Канцлер Оссолинский на сейме расхваливал воеводу брацлавского, пана сенатора Адама Киселя. Дескать, нет ныне никого более способного, кто мог бы сдержать разбушевавшийся плебс. Вместе с Киселем были назначены комиссары. Сделано это было без промедления, когда сейм узнал о взятии Кривоносом Полонного. Для сопровождения комиссаров выделили две тысячи войска, а канцлер Оссолинский вдобавок даже направил в свиту Киселя своих придворных. Кроме того, канцлер счел необходимым сказать на сейме комиссарам о нас, казаках: "Рассматривать их просьбы, ничто не считая несущественным, и лишь когда будут добиваться отрыва от тела Речи Посполитой какой-либо части земли или маетностей, тогда надлежит проявить твердость и решить это войною".
Какое заблуждение! Когда на войну поднимается весь народ, он уже не просит, а берет. И не об отрыве каких-то там маетностей идет сейчас речь, а о всей нашей земле!
Никто тогда об этом еще не думал и не мечтал, даже сама история молчала, ибо взгляд ее обращен только назад, прозреть же будущее он не в состоянии. Через двести лет слишком трезвый и злой правнук пьяных, как он считал, прадедов бросит нам сквозь века слова презрения к нашей славе и чести, обвинит в разбойничьем разливе крови безо всякой человеческой цели, в том, что "нечеловеческая жестокость истребляла города и села, засевая в будущем одну лишь темноту".
Я уже из своей дальней дали видел светлость, а ему и с близкого расстояния глаза пеленой закрыло!
Комиссары тем временем прибыли уже в Луцк и засели там, потому что вокруг все горело. Кисель прислал мне льстивое письмо: "Милостивый пан старшина Запорожского Войска Речи Посполитой, издавна любезный мне пан и приятель! Верно, нет в целом свете другого государства, подобного нашему отечеству правами и свободою; и хотя бывают разные неприятности, однако разум повелевает принять во внимание, что в вольном государстве удобнее достигнуть удовлетворения, между тем как, потеряв отчизну нашу, мы не найдем другой ни в христианстве, ни в поганстве: везде неволя, - одно только королевство Польское славится вольностию".
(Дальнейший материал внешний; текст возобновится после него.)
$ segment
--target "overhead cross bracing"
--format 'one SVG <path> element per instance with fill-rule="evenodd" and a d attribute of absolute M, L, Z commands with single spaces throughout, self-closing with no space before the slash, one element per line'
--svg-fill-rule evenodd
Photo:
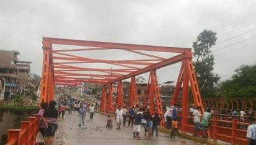
<path fill-rule="evenodd" d="M 149 105 L 151 114 L 156 111 L 162 119 L 162 126 L 163 114 L 156 70 L 181 62 L 171 103 L 175 103 L 182 91 L 182 113 L 187 116 L 190 83 L 194 104 L 200 107 L 201 112 L 203 111 L 191 49 L 45 37 L 43 50 L 41 101 L 53 99 L 55 83 L 101 84 L 101 110 L 113 113 L 116 107 L 113 106 L 113 83 L 118 83 L 117 105 L 132 107 L 140 103 L 136 77 L 149 72 L 146 96 L 141 105 Z M 124 102 L 122 81 L 128 78 L 131 78 L 130 95 Z M 187 118 L 183 118 L 183 130 L 186 130 L 187 121 Z"/>
<path fill-rule="evenodd" d="M 177 62 L 187 56 L 182 54 L 170 59 L 158 56 L 155 52 L 164 52 L 173 56 L 191 51 L 186 48 L 51 38 L 43 39 L 43 47 L 52 49 L 55 81 L 109 83 L 159 68 L 162 67 L 162 65 Z M 118 55 L 111 56 L 111 54 Z M 124 59 L 125 58 L 128 58 Z"/>

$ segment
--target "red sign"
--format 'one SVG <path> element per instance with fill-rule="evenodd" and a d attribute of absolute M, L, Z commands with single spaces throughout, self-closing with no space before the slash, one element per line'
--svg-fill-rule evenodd
<path fill-rule="evenodd" d="M 55 82 L 55 84 L 59 85 L 77 86 L 76 82 Z"/>

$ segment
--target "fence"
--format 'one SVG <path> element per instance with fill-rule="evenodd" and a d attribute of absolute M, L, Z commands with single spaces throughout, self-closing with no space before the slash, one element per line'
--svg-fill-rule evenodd
<path fill-rule="evenodd" d="M 179 120 L 184 117 L 181 114 L 179 116 Z M 237 116 L 213 114 L 212 116 L 213 119 L 211 121 L 211 125 L 209 127 L 209 130 L 211 138 L 214 141 L 222 141 L 232 145 L 247 145 L 246 132 L 249 125 L 248 123 L 239 122 L 239 116 Z M 245 118 L 249 117 L 245 117 Z M 180 123 L 178 128 L 184 132 L 194 134 L 193 117 L 188 116 L 186 117 L 188 119 L 187 123 L 183 124 Z"/>
<path fill-rule="evenodd" d="M 34 145 L 38 131 L 38 114 L 29 117 L 28 121 L 21 121 L 21 129 L 8 130 L 8 142 L 6 145 Z"/>

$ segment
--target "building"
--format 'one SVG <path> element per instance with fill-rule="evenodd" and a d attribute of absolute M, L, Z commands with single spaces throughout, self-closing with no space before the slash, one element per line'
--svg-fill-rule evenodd
<path fill-rule="evenodd" d="M 0 50 L 0 77 L 4 81 L 4 99 L 18 91 L 17 63 L 19 54 L 17 51 Z"/>
<path fill-rule="evenodd" d="M 18 61 L 17 62 L 17 83 L 21 92 L 30 92 L 33 90 L 30 70 L 31 63 L 27 61 Z"/>
<path fill-rule="evenodd" d="M 0 78 L 0 101 L 4 99 L 4 79 Z"/>
<path fill-rule="evenodd" d="M 125 102 L 129 101 L 128 96 L 130 96 L 130 82 L 123 83 L 123 92 Z M 147 96 L 147 83 L 137 83 L 137 93 L 140 104 L 142 104 L 145 97 Z M 175 86 L 171 85 L 164 85 L 159 86 L 159 91 L 161 94 L 162 104 L 164 105 L 169 105 L 171 99 L 173 94 Z"/>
Ох, любил строить из себя миротворца пан Адам Мефодий Кисель! Даже герб выдумал для себя соответствующий: белый шатер в красном поле - единственный такой герб в шляхетской геральдике. Дескать, белый, как голубь, миротворец среди кровавых полей войны. Когда в 1642 году во львовской типографии Михаила Слезки изготовлена была богато иллюстрированная с выливными украшениями "Триодь цветная", Кисель, добившись (не задаром!) посвящения себе в нескольких экземплярах, приладил сверху титула свой герб: мол, хотя я и пан вельможный, но несу оливковую ветвь, а не меч.
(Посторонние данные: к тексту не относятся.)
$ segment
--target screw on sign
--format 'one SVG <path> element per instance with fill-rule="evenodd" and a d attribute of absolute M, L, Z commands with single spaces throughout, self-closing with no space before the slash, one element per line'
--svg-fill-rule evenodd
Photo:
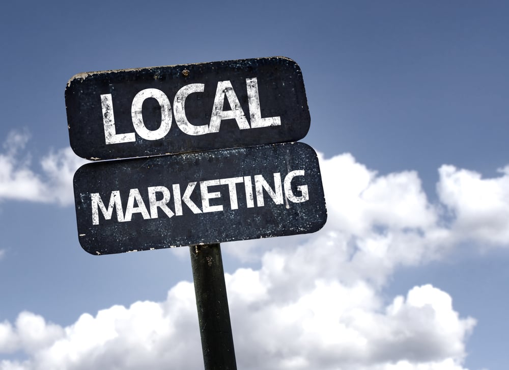
<path fill-rule="evenodd" d="M 190 245 L 206 370 L 237 368 L 221 242 L 327 219 L 300 68 L 273 57 L 79 73 L 65 91 L 79 243 Z M 161 155 L 168 154 L 172 155 Z M 135 157 L 148 157 L 135 158 Z M 101 160 L 121 159 L 101 161 Z"/>

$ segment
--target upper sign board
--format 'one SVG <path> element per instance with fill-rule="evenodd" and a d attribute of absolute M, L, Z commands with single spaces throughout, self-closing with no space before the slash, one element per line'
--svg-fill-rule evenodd
<path fill-rule="evenodd" d="M 80 73 L 65 100 L 71 147 L 92 160 L 297 141 L 310 122 L 280 57 Z"/>
<path fill-rule="evenodd" d="M 93 254 L 313 232 L 327 219 L 318 160 L 302 143 L 91 163 L 74 187 Z"/>

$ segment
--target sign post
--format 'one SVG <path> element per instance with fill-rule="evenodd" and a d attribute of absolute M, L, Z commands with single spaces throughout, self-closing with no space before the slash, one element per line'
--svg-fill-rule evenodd
<path fill-rule="evenodd" d="M 73 186 L 94 255 L 190 246 L 205 370 L 236 370 L 219 243 L 314 232 L 327 209 L 300 68 L 276 57 L 79 73 Z M 118 160 L 104 161 L 104 160 Z"/>
<path fill-rule="evenodd" d="M 205 370 L 237 370 L 220 247 L 189 250 Z"/>

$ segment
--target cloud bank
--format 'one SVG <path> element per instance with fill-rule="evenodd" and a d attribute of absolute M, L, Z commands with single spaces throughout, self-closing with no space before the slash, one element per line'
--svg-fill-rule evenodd
<path fill-rule="evenodd" d="M 86 161 L 70 148 L 51 151 L 40 161 L 41 173 L 31 168 L 30 154 L 23 154 L 30 135 L 11 131 L 0 153 L 0 201 L 28 201 L 71 204 L 74 200 L 72 177 Z"/>
<path fill-rule="evenodd" d="M 13 159 L 25 140 L 11 138 L 0 156 L 10 164 L 0 166 L 0 189 L 24 184 L 31 195 L 23 200 L 68 203 L 44 190 L 72 193 L 64 189 L 74 154 L 48 155 L 37 175 Z M 509 245 L 509 170 L 483 179 L 443 166 L 433 204 L 414 171 L 379 175 L 349 154 L 322 157 L 321 168 L 329 214 L 322 230 L 223 246 L 260 261 L 226 276 L 239 368 L 464 370 L 475 319 L 430 285 L 389 302 L 382 289 L 399 267 L 439 259 L 460 242 Z M 65 327 L 21 312 L 0 322 L 0 353 L 23 359 L 4 360 L 1 370 L 203 368 L 192 284 L 176 285 L 163 302 L 84 313 Z"/>

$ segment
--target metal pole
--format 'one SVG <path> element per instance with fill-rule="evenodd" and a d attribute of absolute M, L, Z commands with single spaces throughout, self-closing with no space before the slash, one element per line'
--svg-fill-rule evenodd
<path fill-rule="evenodd" d="M 218 243 L 189 247 L 205 370 L 237 370 Z"/>

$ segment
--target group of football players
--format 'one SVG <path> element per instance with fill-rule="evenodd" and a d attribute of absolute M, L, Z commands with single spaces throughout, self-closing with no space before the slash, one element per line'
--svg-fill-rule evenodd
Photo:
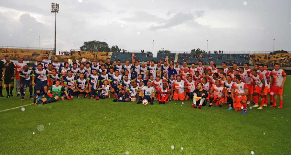
<path fill-rule="evenodd" d="M 270 105 L 276 106 L 278 95 L 278 108 L 283 108 L 286 74 L 278 64 L 274 64 L 275 69 L 272 71 L 262 64 L 256 64 L 254 68 L 250 69 L 247 63 L 244 67 L 238 68 L 234 64 L 228 68 L 226 63 L 223 63 L 222 67 L 218 68 L 213 61 L 207 67 L 199 61 L 198 66 L 192 63 L 188 67 L 186 62 L 181 66 L 178 62 L 169 62 L 168 56 L 157 64 L 153 60 L 141 65 L 135 56 L 133 54 L 131 64 L 127 60 L 122 65 L 120 60 L 111 63 L 109 58 L 104 64 L 102 60 L 97 62 L 96 58 L 91 63 L 87 60 L 82 62 L 81 58 L 78 62 L 73 59 L 72 64 L 65 58 L 61 64 L 57 57 L 52 62 L 48 54 L 45 54 L 43 59 L 38 57 L 37 61 L 30 68 L 21 56 L 18 61 L 12 63 L 6 56 L 6 63 L 0 62 L 3 73 L 0 96 L 3 97 L 4 79 L 7 97 L 13 96 L 15 77 L 17 96 L 21 95 L 21 100 L 24 100 L 28 87 L 30 98 L 34 98 L 35 105 L 55 101 L 60 97 L 64 99 L 65 95 L 68 100 L 75 96 L 79 98 L 82 94 L 84 98 L 88 96 L 98 100 L 110 98 L 111 93 L 114 102 L 134 101 L 136 97 L 137 104 L 146 100 L 152 104 L 155 99 L 158 100 L 159 104 L 165 104 L 171 99 L 181 101 L 192 99 L 192 106 L 195 108 L 201 108 L 206 105 L 207 101 L 210 107 L 213 104 L 221 107 L 227 104 L 229 110 L 233 108 L 237 111 L 242 108 L 245 113 L 247 104 L 251 103 L 251 95 L 253 107 L 258 107 L 259 110 L 267 106 L 269 96 Z"/>

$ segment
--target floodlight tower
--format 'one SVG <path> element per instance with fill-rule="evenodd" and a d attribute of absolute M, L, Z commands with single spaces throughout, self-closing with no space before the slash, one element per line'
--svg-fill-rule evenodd
<path fill-rule="evenodd" d="M 52 3 L 52 13 L 55 14 L 55 52 L 56 53 L 56 13 L 58 13 L 58 4 Z"/>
Я ответил Киселю довольно благосклонно, посланцам же сказал о пане сенаторе: тут к казакам подольщается, а в Варшаве держит речи против них. Да и с чем едет к нам? Чтобы казаки возвратили пленных и пушки, разорвали союз с татарами на все времена и при первой же возможности пошли против них; головы зачинщиков выдали, возобновили узы верности и довольствовались свободой, определенной если не кумейковской комиссией (то есть уничтожение наших вольностей после разгрома Павлюка Потоцким), то, самое большое, куруковской (ординация Конецпольского, выданная казакам после поражения Жмайла над озером Куруковым в 1625 году, ограничивавшая казацкий реестр до шести тысяч).
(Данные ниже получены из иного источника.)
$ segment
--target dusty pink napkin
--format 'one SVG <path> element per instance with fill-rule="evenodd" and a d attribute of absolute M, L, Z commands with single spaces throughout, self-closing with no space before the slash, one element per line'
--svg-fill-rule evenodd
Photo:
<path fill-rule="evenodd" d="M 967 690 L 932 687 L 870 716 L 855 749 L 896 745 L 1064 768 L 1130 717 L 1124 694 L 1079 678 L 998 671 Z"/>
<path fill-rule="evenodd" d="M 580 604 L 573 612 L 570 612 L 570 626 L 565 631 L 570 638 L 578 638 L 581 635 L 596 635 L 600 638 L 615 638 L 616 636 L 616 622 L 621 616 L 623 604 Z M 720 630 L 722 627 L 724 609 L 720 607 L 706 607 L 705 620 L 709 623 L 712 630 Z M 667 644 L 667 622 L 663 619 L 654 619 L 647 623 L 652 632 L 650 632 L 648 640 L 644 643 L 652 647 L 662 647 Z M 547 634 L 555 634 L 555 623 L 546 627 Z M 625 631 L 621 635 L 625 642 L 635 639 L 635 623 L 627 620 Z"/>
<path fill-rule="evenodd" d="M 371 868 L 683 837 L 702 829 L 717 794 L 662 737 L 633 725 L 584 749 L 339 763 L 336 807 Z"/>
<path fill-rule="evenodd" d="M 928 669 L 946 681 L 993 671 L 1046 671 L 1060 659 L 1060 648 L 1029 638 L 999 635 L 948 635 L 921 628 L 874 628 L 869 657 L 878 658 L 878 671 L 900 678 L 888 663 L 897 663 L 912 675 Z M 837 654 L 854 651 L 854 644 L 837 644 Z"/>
Комиссары двинулись со своим полком под Староконстантинов, но по дороге услышали, что казаки захватили Острог - еще одну неприступную крепость. Кисель написал мне, чтобы отступили от Острога, - он же едет с миром. Я ответил, что Кривонос пошел под Острог и не с войною, а за брашнами. Если же пан сенатор хочет заверить нас, что идет с миром, пускай даст заложников, тогда мы уйдем из Острога в спокойствии. Кисель дал троих людей из придворных Оссолинского: коморника черниговского Верещаку, Сосницкого и Братковского да еще пятерых гербованных товарищей из хоругви своего брата новогрудского хорунжего Николая Киселя: Малинского, Трипольского, Грачевского, Красовского и Тренбинского. Но когда казаки начали отходить от Острога, на них внезапно налетел стражник польный коронный вишневеччик Ян Сокол и попытался ударить отнюдь не по-соколиному. Кривонос, считая, что это коварство пана Киселя, велел отрубить головы пятерым заложникам из хоругвий его брата, Верещаку, Сосницкого и Братковского поставил смотреть на все это и ждать своей очереди. Все-таки этих троих помиловал, только посадил каждого в отдельности под строгую стражу, а ночью велел препроводить к себе Верещаку и имел с ним беседу с глазу на глаз такую страшную, что уже и после смерти Максима этот Верещака несколько лет исправно и верно служил казацкому делу, сидя при королевской канцелярии в Варшаве, так что я ведал обо всем, что происходило в столице, будто сам там пребывал.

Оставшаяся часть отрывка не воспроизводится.